Pas un être humain bien que ma faculté de raisonner
Dépasse de beaucoup celle de bien des membres
De vos sociétés savantes ¾ elles ne sont pas nombreuses
Ce n’est pas faute de subventions
Et je ne frime pas !
Faire simple, telle est ma devise
Allons qui suis-je ? Vos méninges sont fatiguées
Creusez, bon sang !
Allons, de l’effort quoi ! Sommes-nous plus Algériens ?
La fatigue congénitale !
Vous ne voulez pas chercher, vous prêter au jeu ?
Le théâtre n’est pas la télé, il faut participer
Assister à un spectacle c’est du travail productif !
Silence. Il fait plusieurs tours
Je m’échine pour rien ! Vous abandonnez
Pourtant, vous avez déjà été au théâtre. Vous avez vu
Des pièces de Kaki… Alloula… Kateb Yacine…

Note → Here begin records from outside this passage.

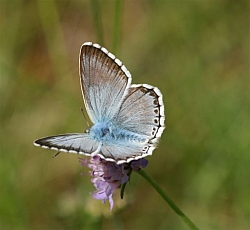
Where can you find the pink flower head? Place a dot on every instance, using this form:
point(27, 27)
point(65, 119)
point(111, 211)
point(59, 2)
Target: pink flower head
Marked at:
point(109, 176)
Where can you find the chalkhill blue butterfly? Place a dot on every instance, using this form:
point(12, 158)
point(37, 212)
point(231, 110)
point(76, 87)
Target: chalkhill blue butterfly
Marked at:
point(128, 119)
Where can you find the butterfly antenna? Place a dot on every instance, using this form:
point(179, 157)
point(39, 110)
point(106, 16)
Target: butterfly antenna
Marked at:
point(85, 117)
point(56, 154)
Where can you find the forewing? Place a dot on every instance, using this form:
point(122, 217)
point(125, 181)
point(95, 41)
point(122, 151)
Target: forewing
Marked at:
point(104, 82)
point(142, 112)
point(79, 143)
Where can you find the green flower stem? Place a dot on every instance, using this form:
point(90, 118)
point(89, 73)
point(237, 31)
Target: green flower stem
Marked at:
point(167, 199)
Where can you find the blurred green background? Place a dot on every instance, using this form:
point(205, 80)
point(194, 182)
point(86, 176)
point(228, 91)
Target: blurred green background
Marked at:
point(196, 52)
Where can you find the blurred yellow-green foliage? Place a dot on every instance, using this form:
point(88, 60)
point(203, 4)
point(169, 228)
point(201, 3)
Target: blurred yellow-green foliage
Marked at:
point(196, 52)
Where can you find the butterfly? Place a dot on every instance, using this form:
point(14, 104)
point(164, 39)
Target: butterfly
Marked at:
point(128, 119)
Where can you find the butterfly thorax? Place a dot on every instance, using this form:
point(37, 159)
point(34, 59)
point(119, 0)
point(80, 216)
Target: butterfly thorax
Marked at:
point(110, 133)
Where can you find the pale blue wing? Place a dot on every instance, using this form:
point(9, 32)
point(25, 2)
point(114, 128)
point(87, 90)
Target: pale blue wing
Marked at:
point(104, 82)
point(142, 112)
point(79, 143)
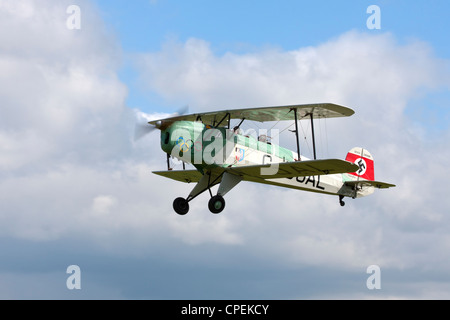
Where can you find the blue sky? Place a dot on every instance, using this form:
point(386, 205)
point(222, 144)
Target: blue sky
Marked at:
point(75, 188)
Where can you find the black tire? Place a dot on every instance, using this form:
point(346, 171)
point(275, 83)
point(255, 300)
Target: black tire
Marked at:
point(181, 206)
point(216, 204)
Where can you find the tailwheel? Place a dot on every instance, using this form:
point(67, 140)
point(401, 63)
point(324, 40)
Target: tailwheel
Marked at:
point(181, 206)
point(341, 201)
point(216, 204)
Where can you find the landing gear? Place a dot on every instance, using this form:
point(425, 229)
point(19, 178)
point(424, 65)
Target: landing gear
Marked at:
point(181, 206)
point(341, 201)
point(216, 204)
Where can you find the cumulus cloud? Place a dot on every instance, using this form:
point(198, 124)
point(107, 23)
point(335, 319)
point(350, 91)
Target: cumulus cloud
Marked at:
point(69, 167)
point(375, 75)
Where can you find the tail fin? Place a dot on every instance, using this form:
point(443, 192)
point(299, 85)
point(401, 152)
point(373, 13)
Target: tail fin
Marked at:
point(364, 160)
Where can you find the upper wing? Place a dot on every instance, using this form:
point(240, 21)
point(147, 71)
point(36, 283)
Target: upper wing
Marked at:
point(294, 169)
point(263, 114)
point(368, 183)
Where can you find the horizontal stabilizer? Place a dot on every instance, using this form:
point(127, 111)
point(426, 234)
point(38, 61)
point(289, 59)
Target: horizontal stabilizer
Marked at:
point(367, 183)
point(294, 169)
point(181, 175)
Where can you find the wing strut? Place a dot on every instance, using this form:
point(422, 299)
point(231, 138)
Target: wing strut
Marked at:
point(314, 139)
point(296, 132)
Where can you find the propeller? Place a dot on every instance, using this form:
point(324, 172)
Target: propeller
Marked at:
point(143, 128)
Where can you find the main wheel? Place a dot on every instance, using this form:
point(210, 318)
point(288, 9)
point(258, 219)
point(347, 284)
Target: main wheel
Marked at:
point(216, 204)
point(181, 206)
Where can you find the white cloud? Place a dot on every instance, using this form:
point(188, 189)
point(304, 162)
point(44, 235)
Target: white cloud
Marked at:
point(69, 168)
point(373, 74)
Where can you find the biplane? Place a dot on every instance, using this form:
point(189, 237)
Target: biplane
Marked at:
point(222, 155)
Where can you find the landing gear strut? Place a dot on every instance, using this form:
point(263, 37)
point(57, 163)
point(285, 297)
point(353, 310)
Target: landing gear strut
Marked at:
point(341, 201)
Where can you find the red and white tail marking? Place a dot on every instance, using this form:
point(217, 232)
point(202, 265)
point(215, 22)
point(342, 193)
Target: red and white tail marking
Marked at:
point(364, 160)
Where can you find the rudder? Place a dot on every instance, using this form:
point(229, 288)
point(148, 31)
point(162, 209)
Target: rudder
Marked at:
point(364, 160)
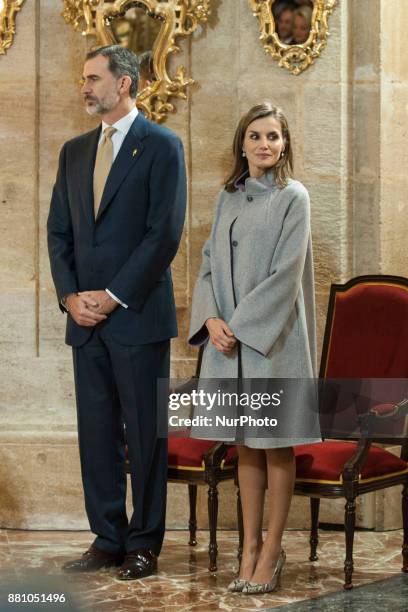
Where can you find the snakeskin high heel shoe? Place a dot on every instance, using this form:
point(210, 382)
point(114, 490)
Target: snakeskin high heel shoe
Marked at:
point(236, 585)
point(254, 588)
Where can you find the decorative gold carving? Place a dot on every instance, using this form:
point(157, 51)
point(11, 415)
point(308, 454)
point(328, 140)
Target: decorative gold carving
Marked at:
point(177, 17)
point(8, 10)
point(294, 57)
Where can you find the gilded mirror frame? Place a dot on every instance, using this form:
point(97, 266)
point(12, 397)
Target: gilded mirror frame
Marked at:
point(294, 57)
point(178, 17)
point(8, 10)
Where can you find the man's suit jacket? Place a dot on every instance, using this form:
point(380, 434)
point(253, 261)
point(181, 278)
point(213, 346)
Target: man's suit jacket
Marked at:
point(129, 247)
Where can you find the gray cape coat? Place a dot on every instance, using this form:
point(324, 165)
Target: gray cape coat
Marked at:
point(257, 275)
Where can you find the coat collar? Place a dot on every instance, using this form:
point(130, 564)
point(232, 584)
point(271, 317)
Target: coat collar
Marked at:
point(129, 154)
point(255, 186)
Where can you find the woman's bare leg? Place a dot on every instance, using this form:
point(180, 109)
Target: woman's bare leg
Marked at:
point(281, 478)
point(252, 478)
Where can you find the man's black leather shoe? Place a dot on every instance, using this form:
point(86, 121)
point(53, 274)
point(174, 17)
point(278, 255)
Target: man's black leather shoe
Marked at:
point(92, 560)
point(138, 563)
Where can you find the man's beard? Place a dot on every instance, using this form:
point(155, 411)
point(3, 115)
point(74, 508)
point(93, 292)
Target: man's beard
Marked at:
point(100, 107)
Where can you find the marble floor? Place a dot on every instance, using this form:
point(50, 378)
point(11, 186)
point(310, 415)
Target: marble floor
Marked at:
point(30, 563)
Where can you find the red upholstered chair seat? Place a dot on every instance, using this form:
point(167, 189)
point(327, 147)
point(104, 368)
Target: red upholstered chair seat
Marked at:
point(323, 462)
point(188, 453)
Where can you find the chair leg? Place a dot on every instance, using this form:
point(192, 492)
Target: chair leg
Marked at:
point(349, 523)
point(314, 531)
point(192, 523)
point(405, 526)
point(212, 519)
point(240, 526)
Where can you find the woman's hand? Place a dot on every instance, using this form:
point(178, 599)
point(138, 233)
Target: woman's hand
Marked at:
point(220, 335)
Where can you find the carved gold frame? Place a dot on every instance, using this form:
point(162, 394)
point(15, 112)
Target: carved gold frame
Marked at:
point(179, 18)
point(8, 10)
point(295, 58)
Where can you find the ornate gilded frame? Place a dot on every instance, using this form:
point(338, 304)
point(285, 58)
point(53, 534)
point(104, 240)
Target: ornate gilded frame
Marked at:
point(8, 10)
point(179, 18)
point(295, 58)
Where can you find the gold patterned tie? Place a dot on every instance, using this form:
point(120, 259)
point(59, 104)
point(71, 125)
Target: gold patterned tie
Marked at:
point(103, 163)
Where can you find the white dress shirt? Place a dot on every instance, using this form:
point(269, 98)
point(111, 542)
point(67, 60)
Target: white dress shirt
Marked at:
point(122, 127)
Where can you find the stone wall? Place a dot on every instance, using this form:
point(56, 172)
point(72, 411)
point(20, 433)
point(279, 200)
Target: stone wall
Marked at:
point(347, 117)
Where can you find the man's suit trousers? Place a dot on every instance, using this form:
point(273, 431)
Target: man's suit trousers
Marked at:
point(116, 391)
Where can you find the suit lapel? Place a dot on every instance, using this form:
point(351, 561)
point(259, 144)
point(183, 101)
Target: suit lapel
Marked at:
point(88, 164)
point(128, 156)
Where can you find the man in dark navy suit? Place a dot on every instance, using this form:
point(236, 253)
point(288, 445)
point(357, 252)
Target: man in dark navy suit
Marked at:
point(115, 222)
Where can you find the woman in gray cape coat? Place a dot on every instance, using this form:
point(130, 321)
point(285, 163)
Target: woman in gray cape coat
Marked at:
point(253, 307)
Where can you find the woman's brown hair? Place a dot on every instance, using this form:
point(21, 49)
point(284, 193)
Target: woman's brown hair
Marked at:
point(283, 167)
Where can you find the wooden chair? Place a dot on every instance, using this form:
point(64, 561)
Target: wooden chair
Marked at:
point(202, 463)
point(366, 337)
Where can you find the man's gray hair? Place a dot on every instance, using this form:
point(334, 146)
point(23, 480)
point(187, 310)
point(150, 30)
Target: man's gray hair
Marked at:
point(122, 62)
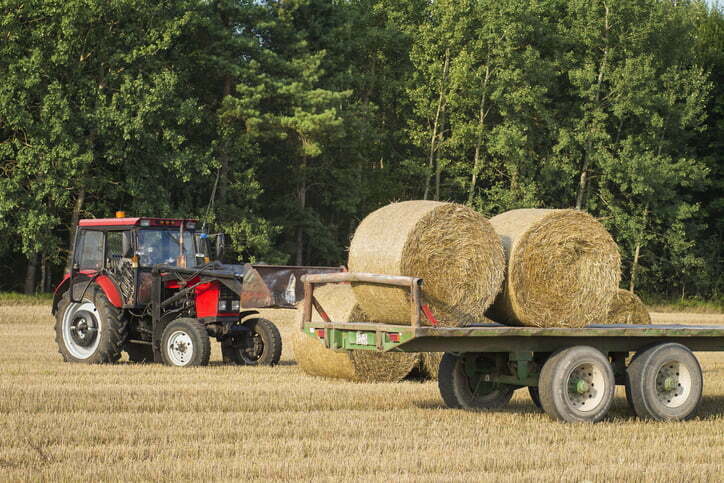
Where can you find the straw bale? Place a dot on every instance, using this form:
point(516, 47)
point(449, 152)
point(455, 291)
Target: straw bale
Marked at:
point(451, 247)
point(627, 308)
point(563, 268)
point(339, 303)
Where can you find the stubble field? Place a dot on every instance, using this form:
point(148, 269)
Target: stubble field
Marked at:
point(149, 422)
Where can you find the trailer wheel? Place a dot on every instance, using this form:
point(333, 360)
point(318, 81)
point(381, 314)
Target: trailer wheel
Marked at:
point(91, 331)
point(577, 385)
point(185, 342)
point(140, 353)
point(665, 383)
point(535, 396)
point(262, 346)
point(462, 383)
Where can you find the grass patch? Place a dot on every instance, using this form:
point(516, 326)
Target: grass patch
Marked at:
point(15, 298)
point(691, 305)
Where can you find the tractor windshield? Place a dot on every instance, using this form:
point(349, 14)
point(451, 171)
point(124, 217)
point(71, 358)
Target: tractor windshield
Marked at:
point(163, 247)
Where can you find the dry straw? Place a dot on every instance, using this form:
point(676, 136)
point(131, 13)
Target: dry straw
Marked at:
point(627, 308)
point(452, 247)
point(368, 366)
point(563, 268)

Non ? Diwân al Garagouz, vous connaissez
Hein ? Vous n’étiez pas attentifs ? Vous n’étiez pas nés ?
C’est bien ça le problème, vous n’êtes jamais
Attentifs. Jamais nés. Jamais là !
Ha, le public idéal ! C’est à désespérer
Vous donnez votre langue au chat
Bon !… Je… Je… Je suis…
Je suis le grain de blé doré au soleil
Pause. Il interroge la salle du regard
Le faune de l’après-midi sa sieste achevée
Pause. Il interroge
Le public idéal conçu par l’artiste
Pause. Il hausse les épaules
Je suis le chœur ! … JE SUIS LE CHOEUR
Il éclate de rire, frappe son tambourin et fait des pas de danse
Le cercle à moi seul
Je sais chanter et danser et entrainer le monde
Dans une transe carabinée
Moi, j’aime la fête et je n’ai pas honte
J’assume mes actes et mes désirs
Crève les envieux, les puritains, les faces de rats
Ceux qui ne goûtent pas n’ont qu’à se terrer
Il sifflote et cabriole
« Plaisir d’une vie ne dure qu’une heure »

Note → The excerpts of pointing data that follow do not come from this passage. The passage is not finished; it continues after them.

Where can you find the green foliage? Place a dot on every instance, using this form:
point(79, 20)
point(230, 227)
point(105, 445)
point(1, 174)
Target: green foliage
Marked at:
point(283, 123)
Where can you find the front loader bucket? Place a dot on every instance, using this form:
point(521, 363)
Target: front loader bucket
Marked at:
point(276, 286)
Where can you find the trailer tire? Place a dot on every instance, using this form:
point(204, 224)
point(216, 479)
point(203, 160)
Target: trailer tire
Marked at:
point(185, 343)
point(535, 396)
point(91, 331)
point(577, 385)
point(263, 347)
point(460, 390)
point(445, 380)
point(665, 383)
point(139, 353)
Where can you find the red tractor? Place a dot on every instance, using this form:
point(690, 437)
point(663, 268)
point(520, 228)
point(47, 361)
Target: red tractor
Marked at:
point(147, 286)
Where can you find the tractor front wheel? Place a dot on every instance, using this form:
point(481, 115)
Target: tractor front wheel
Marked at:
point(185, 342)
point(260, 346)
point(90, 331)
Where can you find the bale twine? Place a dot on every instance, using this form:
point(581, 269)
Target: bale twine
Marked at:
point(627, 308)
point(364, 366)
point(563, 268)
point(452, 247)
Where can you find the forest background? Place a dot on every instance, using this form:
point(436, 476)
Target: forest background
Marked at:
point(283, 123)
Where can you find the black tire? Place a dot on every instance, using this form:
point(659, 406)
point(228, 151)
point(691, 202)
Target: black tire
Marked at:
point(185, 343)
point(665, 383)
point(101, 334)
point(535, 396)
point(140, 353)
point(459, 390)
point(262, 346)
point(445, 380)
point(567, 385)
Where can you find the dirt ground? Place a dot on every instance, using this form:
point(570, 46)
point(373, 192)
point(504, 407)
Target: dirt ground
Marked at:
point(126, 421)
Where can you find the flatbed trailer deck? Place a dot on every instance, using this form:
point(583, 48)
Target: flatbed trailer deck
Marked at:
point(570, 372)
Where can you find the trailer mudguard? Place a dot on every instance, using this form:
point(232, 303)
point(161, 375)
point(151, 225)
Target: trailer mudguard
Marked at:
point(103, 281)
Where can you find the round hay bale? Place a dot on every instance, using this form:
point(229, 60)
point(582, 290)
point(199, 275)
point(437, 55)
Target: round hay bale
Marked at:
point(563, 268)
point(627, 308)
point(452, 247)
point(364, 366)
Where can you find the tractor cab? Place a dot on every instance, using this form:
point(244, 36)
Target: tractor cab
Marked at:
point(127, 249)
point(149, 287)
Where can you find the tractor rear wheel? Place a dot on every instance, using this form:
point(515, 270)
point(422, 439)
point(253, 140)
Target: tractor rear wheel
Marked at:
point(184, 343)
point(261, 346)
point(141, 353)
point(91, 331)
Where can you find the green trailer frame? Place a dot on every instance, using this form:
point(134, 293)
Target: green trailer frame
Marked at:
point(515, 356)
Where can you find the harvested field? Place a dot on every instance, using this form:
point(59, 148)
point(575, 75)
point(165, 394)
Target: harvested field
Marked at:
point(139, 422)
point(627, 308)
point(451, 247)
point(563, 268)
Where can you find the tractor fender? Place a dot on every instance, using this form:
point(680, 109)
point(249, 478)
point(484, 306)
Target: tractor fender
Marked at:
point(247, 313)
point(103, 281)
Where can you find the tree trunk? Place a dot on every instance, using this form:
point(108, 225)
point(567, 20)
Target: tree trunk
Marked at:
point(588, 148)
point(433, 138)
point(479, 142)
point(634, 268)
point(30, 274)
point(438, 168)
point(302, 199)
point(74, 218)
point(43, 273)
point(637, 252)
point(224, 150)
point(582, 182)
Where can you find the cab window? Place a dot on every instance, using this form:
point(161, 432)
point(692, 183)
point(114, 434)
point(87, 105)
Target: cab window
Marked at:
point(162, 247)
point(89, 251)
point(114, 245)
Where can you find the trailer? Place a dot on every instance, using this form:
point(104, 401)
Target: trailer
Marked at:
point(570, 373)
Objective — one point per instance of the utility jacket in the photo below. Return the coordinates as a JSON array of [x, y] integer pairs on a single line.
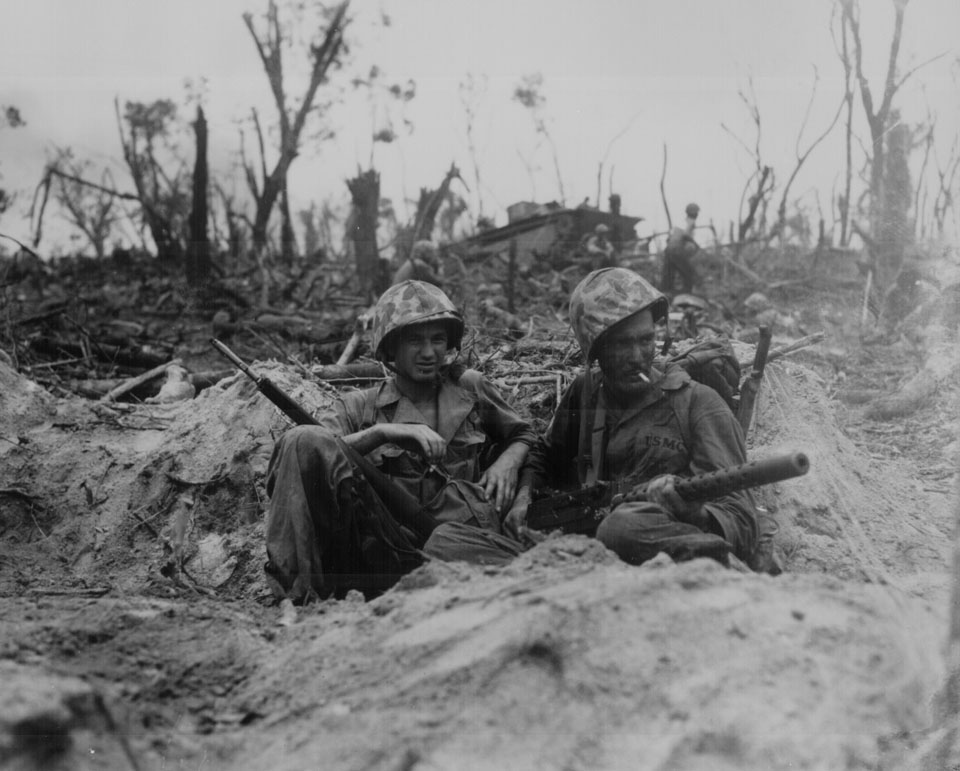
[[679, 427], [474, 421]]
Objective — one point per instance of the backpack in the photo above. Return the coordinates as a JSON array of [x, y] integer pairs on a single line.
[[713, 363]]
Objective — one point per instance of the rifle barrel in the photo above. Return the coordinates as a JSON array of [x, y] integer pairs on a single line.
[[752, 474]]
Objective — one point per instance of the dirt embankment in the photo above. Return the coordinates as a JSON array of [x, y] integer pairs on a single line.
[[134, 625]]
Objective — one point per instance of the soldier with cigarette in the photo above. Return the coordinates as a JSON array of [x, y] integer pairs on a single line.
[[632, 424]]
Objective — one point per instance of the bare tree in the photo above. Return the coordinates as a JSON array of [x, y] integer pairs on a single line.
[[529, 93], [802, 155], [199, 261], [162, 193], [472, 91], [762, 176], [90, 209], [888, 227], [325, 55], [9, 118], [843, 202], [362, 231]]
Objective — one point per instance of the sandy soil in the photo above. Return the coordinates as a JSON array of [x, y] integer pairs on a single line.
[[136, 631]]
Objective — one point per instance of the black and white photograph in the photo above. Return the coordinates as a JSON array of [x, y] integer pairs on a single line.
[[444, 385]]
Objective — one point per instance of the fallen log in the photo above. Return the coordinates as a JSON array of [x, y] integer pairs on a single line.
[[357, 370], [95, 388], [131, 383], [133, 356]]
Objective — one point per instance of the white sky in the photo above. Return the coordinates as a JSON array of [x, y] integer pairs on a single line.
[[666, 71]]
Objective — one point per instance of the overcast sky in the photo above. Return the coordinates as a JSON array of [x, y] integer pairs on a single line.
[[621, 78]]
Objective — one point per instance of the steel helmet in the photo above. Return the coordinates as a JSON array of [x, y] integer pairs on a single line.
[[412, 302], [606, 297]]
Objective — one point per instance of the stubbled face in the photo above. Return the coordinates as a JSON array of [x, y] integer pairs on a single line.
[[421, 350], [626, 355]]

a dit Khloufi Lakhal, un sage je présume
Moi je dis qu’en une heure on peut jouir de mille vies
Question de comptage…
Ce n’est pas sur mes sabots que je fais le décompte
Vous avez des doigts mais ne savez pas quoi en faire
Il éclate de rire, effectue des pas de danse. Il chante
Maestro qui n’a joui
Vraiment n’a pas vécu
Pauv’ gars l’est fichu
Les mains dans le cambouis
Le v’là sur le cul
…
Le v’là sur le cul
Les mains dans le cambouis
Pauv’ gars l’est fichu
Vraiment n’a pas vécu
Maestro qui n’a joui
…
Mon chant a les ailes cassées. L’essentiel est que je chante
et trouve la mélodie
Ha ha ha instruisez moi
Avec la vie comment faire
Dites-le-moi je désespère
Qu’est-ce que j’entends répète voir
…
Dites-le-moi je désespère
Avec la vie comment faire
Ha ha ha instruisez moi
Qu’est-ce que j’entends répète voir
…
Laisse tomber soucis
Roule-toi par terre
Ha ha ha… hoho
…
Roule-toi par terre
Laisse tomber soucis
Ho ho ho… haha
Faites comme moi !
Il danse frénétiquement
Le bouc n’est pas versé dans l’exégèse
Quelques bribes pour éviter les embuches
Mais question gaudriole, il s’y connaît
Je suis resté nature
Il tambourine en sautillant
Je ne vais pas tirer la couverture à moi
Je parle trop !
En vérité pas assez
Vous allez vous en rendre compte
Je ne vais rien dire de la pièce
Normal pas vous gâcher le plaisir
Je vous laisse voir
Il va se mettre dans un coin. Immobile.
Silence.
La nuit tombe lentement. Silence dans le douar des Ouled Riah. Quelques chiens tournent sur place.